## Solving equations

Since both sides of an equation are either equal (true equation) or unequal (untrue equation), performing the same operation on both sides yields in the same answer. Multiplication and division have to be applied to all terms of an expression, while additions and subtractions are only applied once per expression. Examples:

$x - 4 = -1$ | $+4$ (isolate x to find its value)

$x = 3$

When a variable shows up in both expressions, elimite the smaller one through subtraction:

$9x = 8x + 4$ | $-8x$

$9x - 8x = 4$

$x = 4$ $(1x = x)$

Because $2x = 2 \times x$, division has to be used to solve equations like $2x = 10$:

$2x = 10$ | $\div2$

$x = 5$

If the coefficient is negative the expressions should be divided by a negative number:

$-7y = 35 \Harr (-7)y = 35$ | $\div-7$

$y = -5$

Considering that fractions signify division we multiply by the denominator:

$\frac x 5 = -3$ | $\times35$
$x = -3 \times 5$

$x = -15$

$-x = -4$ | $\div-1$

$x = 4$

## Simplifying Expressions

### Elimination of Fractions in Equations

Fractions in equations can be removed by following these steps: $y - \frac 2 3 = \frac {5}{12}$

- Write everything as a fraction. Terms that are not fractions become numerators over 1 ($x = \frac x 1$).

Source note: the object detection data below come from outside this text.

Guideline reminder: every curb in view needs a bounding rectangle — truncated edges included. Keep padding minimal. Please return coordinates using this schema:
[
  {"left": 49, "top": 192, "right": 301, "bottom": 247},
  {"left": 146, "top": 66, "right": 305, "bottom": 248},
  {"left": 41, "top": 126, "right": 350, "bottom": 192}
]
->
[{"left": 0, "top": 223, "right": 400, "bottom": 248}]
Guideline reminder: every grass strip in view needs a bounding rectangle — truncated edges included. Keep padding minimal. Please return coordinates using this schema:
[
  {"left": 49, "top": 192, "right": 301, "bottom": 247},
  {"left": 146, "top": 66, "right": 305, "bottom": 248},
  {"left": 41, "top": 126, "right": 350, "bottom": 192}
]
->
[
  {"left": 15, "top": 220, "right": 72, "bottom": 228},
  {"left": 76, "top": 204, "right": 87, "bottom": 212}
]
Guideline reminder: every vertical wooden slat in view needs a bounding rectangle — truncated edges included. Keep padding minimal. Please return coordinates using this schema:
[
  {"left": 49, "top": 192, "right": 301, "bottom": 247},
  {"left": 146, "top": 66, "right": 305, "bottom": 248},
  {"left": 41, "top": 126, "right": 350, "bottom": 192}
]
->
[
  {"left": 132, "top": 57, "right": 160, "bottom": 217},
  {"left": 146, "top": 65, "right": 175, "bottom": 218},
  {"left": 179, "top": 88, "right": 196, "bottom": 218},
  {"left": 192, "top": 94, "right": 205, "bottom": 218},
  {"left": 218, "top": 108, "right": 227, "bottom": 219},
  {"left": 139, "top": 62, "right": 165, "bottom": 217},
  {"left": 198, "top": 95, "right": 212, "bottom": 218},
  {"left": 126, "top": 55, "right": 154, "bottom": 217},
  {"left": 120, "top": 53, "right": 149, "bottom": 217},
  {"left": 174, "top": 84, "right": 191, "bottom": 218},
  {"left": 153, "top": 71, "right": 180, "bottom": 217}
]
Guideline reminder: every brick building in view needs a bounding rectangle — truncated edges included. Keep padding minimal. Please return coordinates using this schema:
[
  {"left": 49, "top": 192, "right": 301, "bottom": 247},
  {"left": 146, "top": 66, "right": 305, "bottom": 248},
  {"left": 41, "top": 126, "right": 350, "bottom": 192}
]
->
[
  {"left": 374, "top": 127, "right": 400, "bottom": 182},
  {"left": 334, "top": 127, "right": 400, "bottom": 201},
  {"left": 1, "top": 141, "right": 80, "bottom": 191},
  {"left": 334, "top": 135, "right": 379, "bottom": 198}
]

$\frac y 1 - \frac 2 3 = \frac {5}{12}$ - Find the lowest common denominator (12)
- Multiply every term by the LCD ($\frac {12 \times y}{1 \times 1} - \frac {12 \times 2}{1 \times 3} = \frac {12 \times 5}{1 \times 12}$)
- Simplify to remove all fractions ($12y - 8 = 5$)

If a fraction serves as coefficient to a variable, the variable is moved to the numerator of the coefficient: $\frac 1 5 y = \frac {1y}{5}$, $\frac 3 7 x = \frac {3x}{7}$.

### Like Terms

Terms with the same variables and exponents are *alike* and should be combined. The terms of $4y^3 - 3xy + x -9$ are:

$4y^3$

$-3xy$

$x$

$-9$

Terms containing varialbes are *variable terms*. Those without variables are *constant terms*. Variable terms are made up of the *variable part* and the *coefficient*. The coefficient is the multiplicative factor in front of the variable. $x$ implies $1 \times x$ and $-x$ implies $-1 \times x$. The expression $13ab + 4 - 3ab - 10$ has the following sets of like terms:

${ 13ab, -3ab }$

${ +4, -10 }$

All constant terms are like terms.

The terms $3y$ and $2y^2$ are *not* like terms!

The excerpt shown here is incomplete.